Criticism #4: Assumes a derivative contract termination process out of a parallel universe

This is perhaps the most egregious — and revealing — mistake that Yves makes. It shows just how little she (and Satyajit Das, who she quotes extensively) really know about the resolution authority. Das throws around a lot of fancy terms and describes a lot of scary-sounding problems with derivatives, but his entire analysis is based on the flawed premise that counterparties would have had the right to terminate their derivatives. Let me make this as clear as possible: there would have been no derivative contract termination process for the vast majority of Lehman’s derivatives under the resolution authority. Just like in FDIC resolutions of regular depository institutions, section 210(c)(10)(B) of Dodd-Frank prohibits counterparties from exercising their right to “terminate, liquidate, or net” their derivatives for one day after the FDIC is appointed as the receiver, during which time the FDIC can transfer the failed company’s derivatives to another financial institution. This supersedes the “Automatic Early Termination” clause in the ISDA Master Agreement.

This is exactly what the FDIC describes happening with Lehman: if Yves and Das had bothered to read the entire FDIC report, they’d know that the P&A transactions would have transferred the holding company, the US broker-dealer, and the broker-dealer’s derivatives dealing subsidiaries (LBSF and LBDP) to Barclays. Because these transfers would have occurred simultaneously with the FDIC’s appointment as receiver, the derivatives counterparties would not have had an opportunity to exercise their termination rights. Period. That’s why the FDIC paper didn’t address how termination and set-off rights work in different jurisdictions. Also, Das claims that the FDIC paper includes “no recognition of how collateral held against trades would work.” Again, yes, it does. (Seriously guys, read the paper.) From page 17:
“Lehman’s derivatives trading was conducted almost exclusively in its broker-dealer, LBI, and in LBI’s subsidiaries. As a result, Barclays’ acquisition of the broker-dealer group would have transferred the derivatives operations, together with the related collateral, to Barclays in its entirety as an ongoing operation.”
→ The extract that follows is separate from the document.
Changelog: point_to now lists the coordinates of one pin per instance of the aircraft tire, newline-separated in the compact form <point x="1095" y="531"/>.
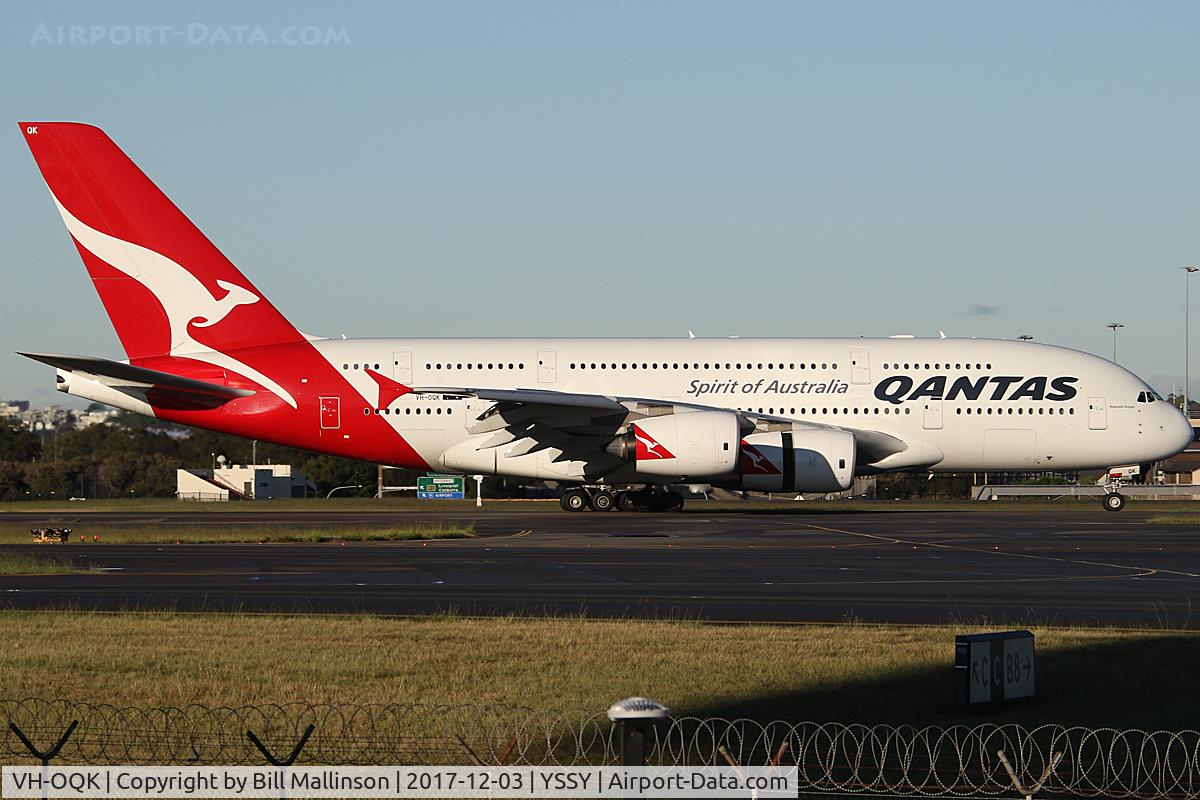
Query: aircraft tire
<point x="575" y="500"/>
Finally, Das claims that LBIE was entirely funded by LBHI. I never said that LBIE was entirely funded by LBHI. But it was absolutely, indisputably dependent on LBHI for the vast majority of its day-to-day funding. From the LBIE administrator’s first Witness Statement:
“As part of its global treasury management, the Lehman Group operated a centralised treasury function. Accordingly, LBIE did not have control over bank accounts. Instead, payments were made into and from accounts maintained at group level (that is, at LBHI level). During each trading day, LBHI transferred cash to enable the Lehman Group companies, including LBIE, to meet their cash requirements during that day. The companies within the Lehman Group were therefore reliant upon receipt of that cash from LBHI each day to enable them to meet their obligations.”
That’s about all I can stomach right now. Like I said, I don’t expect Yves to change her mind, or admit that she was wrong. That’s fine. She can believe whatever she wants to believe. I just wanted to demonstrate that her criticisms are baseless and ill-informed. If anyone wants to have a real discussion of the resolution authority, I’m willing. But I’m done responding to criticisms of the Title II resolution authority from people who can’t be bothered to actually read Title II.